Ø  For example, we support multiple clinical data registrations that provide realtime RWE for device manufacturers who use to test their products, comparing new with existing options and level of care, and compliance with regulatory requirements.

 

Ø  Traditional phase IV and other marketing studies can be difficult and deal with a number of patient enrollment barriers such as changing custom patterns. Powerful RWE studies can produce different ideas for future basic science, drug development, health outcomes, and research.

 

Regulatory requirements:

 

RWE can help a company increase its product index profile. For example, while it may not be possible to perform a complete clinical trial of a product using non-label indicators, by collecting RWD for disease or product registration, companies may study the safety and details of their product or device results, which can be used to supplement referrals to US FDA or European Medicines Agency (EMA).

 

Regulatory decision-making:

 

Most of the science, drug development, patient access, and legal capacity go hand in hand with a focus on efforts to build a strong RWE for regulatory purposes. However, RCTs produce effective and safe efficacy in small patient communities, dismissed clinical settings, and a combination of limited medications. By expanding data sources, the RWE control level can provide the critical information needed by physicians, patients, and regulatory bodies to make informed decisions.

 

Drug development:

 

Ø  Newer oncology drugs and treatments deal with many areas of on-going decisions. Scientific and safety standards remain high. However, limited resources mean that some good drugs have not been fully tested. By identifying real-world unmet needs, RWE can assist in decision-making during early construction and guide clinical development strategies.

 

Ø  During drug development, RWE can also inform the development and testing of clinical trials. RWE about specific people can be used for removing unnecessarily restrictive exclusion criteria.

 

Ø  Understanding the patterns of availability of trial candidates (e.g., rare cancer that develops in chemotherapy) can make it possible to recruit the patients.
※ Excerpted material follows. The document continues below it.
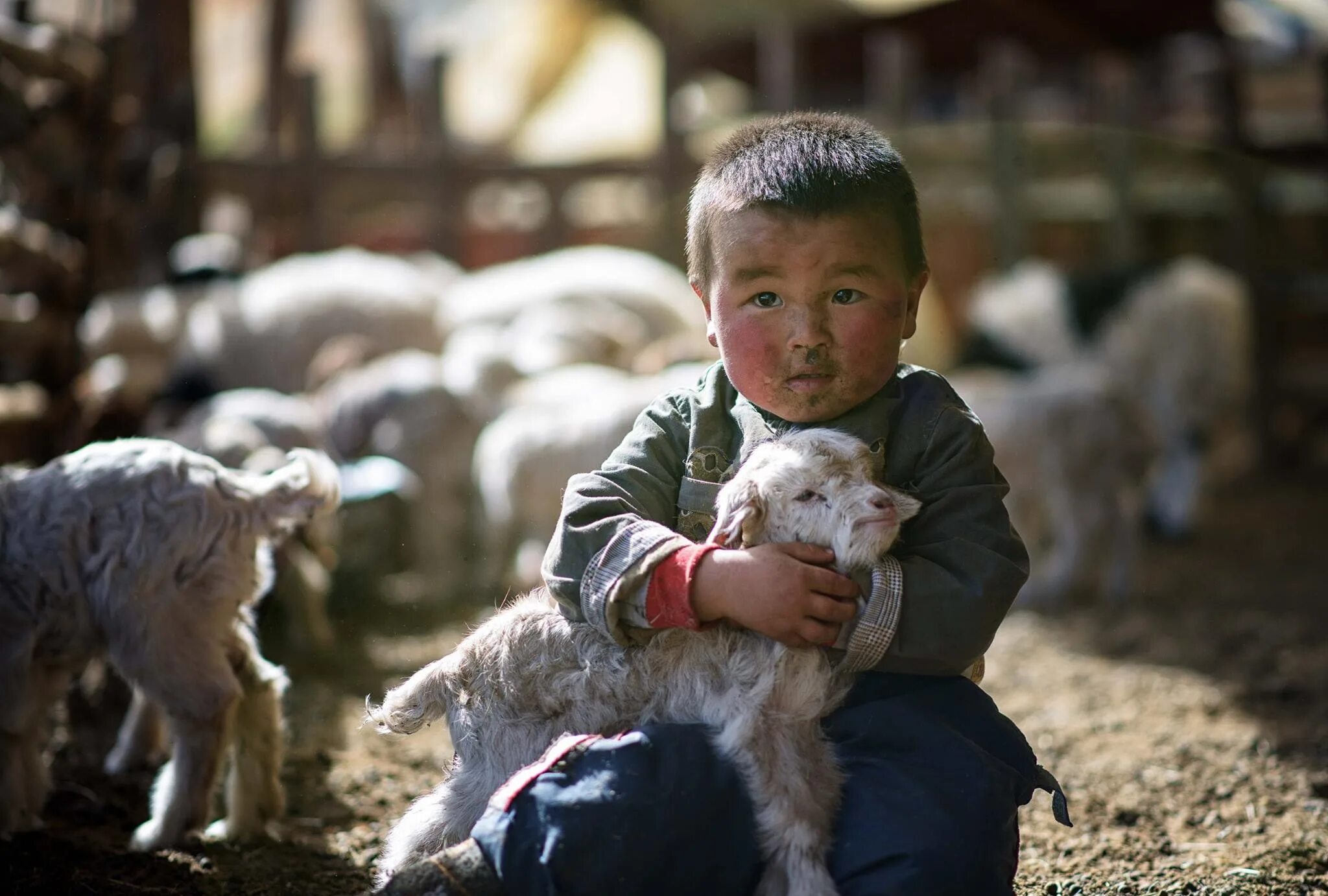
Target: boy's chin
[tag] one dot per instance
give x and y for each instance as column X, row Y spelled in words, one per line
column 798, row 408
Control weapons developed based on RWE are also being tested, especially cancer with re-established care level, poor prognosis, and low-grade diseases.

 

Conclusion:

 

     In conclusion, the importance and scope of possible RWE use cases require strict quality testing, especially if used making regulatory decisions. When analytics are performed using RWD, it is possible for health care companies to have a higher rate of success with better outcomes at almost every critical stage of product development. This, however, will require high-quality data, as well as overcoming challenges related to access and collaboration.

 

   Appropriately, RWE complements RCTs to help inform providers and patients of outcomes and safety concerns that may not have been identified or studied during the trials. Cost of care, utilization of resources, and certain outcomes reported by patients not in RCTs but common in RWE studies.

 

   Global health research networks improve clinical research and availability by providing an RWD exchange platform integrated with AI and analytics in health research and clinical settings. There is also a step towards integrated networks to set up their own data analysis platforms to provide RWD access to relevant stakeholders, including the processes and tools needed to manage patient privacy and consent.

 By,

Karthikeyan A Industrial Biotechnology Student at Clinosol.